Abstract
Ensuring the accuracy of age estimation in fisheries science through validation is an essential step in managing species for long-term sustainable harvest. The current study used Δ14 C in direct validation of age estimation for queen triggerfish Balistes vetula and conclusively documented that triggerfish sagittal otoliths provide more accurate and precise age estimates relative to dorsal spines. Caribbean fish samples (n = 2045) ranged in size from 67–473 mm fork length (FL); 23 fish from waters of the southeastern U.S. (SEUS) Atlantic coast ranged in size from 355–525 mm FL. Otolith-based age estimates from Caribbean fish range from 0–23 y, dorsal spine-based age estimates ranged from 1–14 y. Otolith-based age estimates for fish from the SEUS ranged from 8–40 y.
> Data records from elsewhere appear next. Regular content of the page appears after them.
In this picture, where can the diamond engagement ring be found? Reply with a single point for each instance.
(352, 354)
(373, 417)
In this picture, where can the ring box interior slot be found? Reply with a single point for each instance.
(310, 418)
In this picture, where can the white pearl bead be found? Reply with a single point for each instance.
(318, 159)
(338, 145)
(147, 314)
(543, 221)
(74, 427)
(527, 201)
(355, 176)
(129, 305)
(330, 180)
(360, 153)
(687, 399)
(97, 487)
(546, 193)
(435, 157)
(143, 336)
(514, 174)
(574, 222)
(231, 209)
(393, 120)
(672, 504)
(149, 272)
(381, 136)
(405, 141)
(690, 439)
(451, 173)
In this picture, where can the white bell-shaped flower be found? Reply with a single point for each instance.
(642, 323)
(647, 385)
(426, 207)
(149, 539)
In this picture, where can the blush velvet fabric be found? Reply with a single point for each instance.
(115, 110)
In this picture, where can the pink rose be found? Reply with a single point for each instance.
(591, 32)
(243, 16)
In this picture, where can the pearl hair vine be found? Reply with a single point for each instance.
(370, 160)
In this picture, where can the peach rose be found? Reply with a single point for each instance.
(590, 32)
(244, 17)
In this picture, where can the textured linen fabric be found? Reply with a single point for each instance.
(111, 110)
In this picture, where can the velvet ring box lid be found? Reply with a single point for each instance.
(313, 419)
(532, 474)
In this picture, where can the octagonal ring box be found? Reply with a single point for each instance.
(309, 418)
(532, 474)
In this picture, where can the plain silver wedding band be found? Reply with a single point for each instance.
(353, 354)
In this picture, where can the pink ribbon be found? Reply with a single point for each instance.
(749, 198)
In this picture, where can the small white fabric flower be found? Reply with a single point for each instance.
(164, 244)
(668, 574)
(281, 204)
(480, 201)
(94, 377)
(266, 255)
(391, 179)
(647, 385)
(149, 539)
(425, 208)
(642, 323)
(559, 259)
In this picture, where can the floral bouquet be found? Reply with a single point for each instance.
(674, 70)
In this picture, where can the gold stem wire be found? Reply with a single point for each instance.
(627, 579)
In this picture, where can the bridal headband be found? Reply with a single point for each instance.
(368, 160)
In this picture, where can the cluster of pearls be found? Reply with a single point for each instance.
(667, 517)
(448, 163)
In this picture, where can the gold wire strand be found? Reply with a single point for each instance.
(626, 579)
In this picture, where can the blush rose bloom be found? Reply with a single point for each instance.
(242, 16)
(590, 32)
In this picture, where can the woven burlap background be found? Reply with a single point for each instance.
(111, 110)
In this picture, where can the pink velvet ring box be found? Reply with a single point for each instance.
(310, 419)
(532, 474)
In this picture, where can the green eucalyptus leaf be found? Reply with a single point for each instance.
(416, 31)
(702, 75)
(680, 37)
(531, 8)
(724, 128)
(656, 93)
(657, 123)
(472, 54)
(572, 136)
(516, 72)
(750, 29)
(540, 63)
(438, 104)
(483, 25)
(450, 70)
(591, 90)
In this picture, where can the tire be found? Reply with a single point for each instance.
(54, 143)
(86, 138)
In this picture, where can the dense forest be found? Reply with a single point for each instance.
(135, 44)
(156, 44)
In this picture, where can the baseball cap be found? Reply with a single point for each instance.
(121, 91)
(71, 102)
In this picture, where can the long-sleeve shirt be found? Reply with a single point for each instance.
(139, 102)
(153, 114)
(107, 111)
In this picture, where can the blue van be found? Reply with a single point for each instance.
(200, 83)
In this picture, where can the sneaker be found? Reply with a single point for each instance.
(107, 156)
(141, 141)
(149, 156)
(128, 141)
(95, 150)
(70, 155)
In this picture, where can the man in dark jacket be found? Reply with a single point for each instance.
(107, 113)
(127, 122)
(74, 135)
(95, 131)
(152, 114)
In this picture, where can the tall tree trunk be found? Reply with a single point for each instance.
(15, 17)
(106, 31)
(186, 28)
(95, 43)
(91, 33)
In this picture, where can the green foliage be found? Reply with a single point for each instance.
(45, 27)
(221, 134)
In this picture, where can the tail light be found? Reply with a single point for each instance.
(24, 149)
Growth function estimates from otoliths in the current study (L∞ = 444, K = 0.13, t0 = -1.12) differed from spined-derived estimates in the literature. Our work indicates that previously reported maximum ages for Balistes species based on spine-derived age estimates may underestimate longevity of these species since queen triggerfish otolith-based ageing extended maximum known age for the species by nearly three-fold (14 y from spines versus 40 y from otoliths). Future research seeking to document age and growth population parameters of Balistes species should strongly consider incorporating otolith-based ageing in the research design.
Highlights
The primary goal of fisheries management is to ensure the long-term sustainable harvest of species while at the same time balancing the cultural, economic, and food security needs of a jurisdiction
Perfect agreement for spine age estimates occurred for 52% of the samples; 78% were within 1 y and 90% were within 2 y
Our findings support previously published work on gray triggerfish that demonstrated sagittae provided more precise age estimates compared to spines [14] and that otolith-based ages may provide a more accurate representation of population growth parameters
Summary
The primary goal of fisheries management is to ensure the long-term sustainable harvest of species while at the same time balancing the cultural, economic, and food security needs of a jurisdiction. This is often achieved through a relatively complex and scientifically rigorous stock assessment process that results in management recommendations. One of the most important inputs for this involves documenting the age structure of a stock [1,2,3]. Population age structure informs estimates of maturity, mortality, sexual transition for sequential hermaphroditic species, and predictions of lifetime reproductive output [4,5,6,7].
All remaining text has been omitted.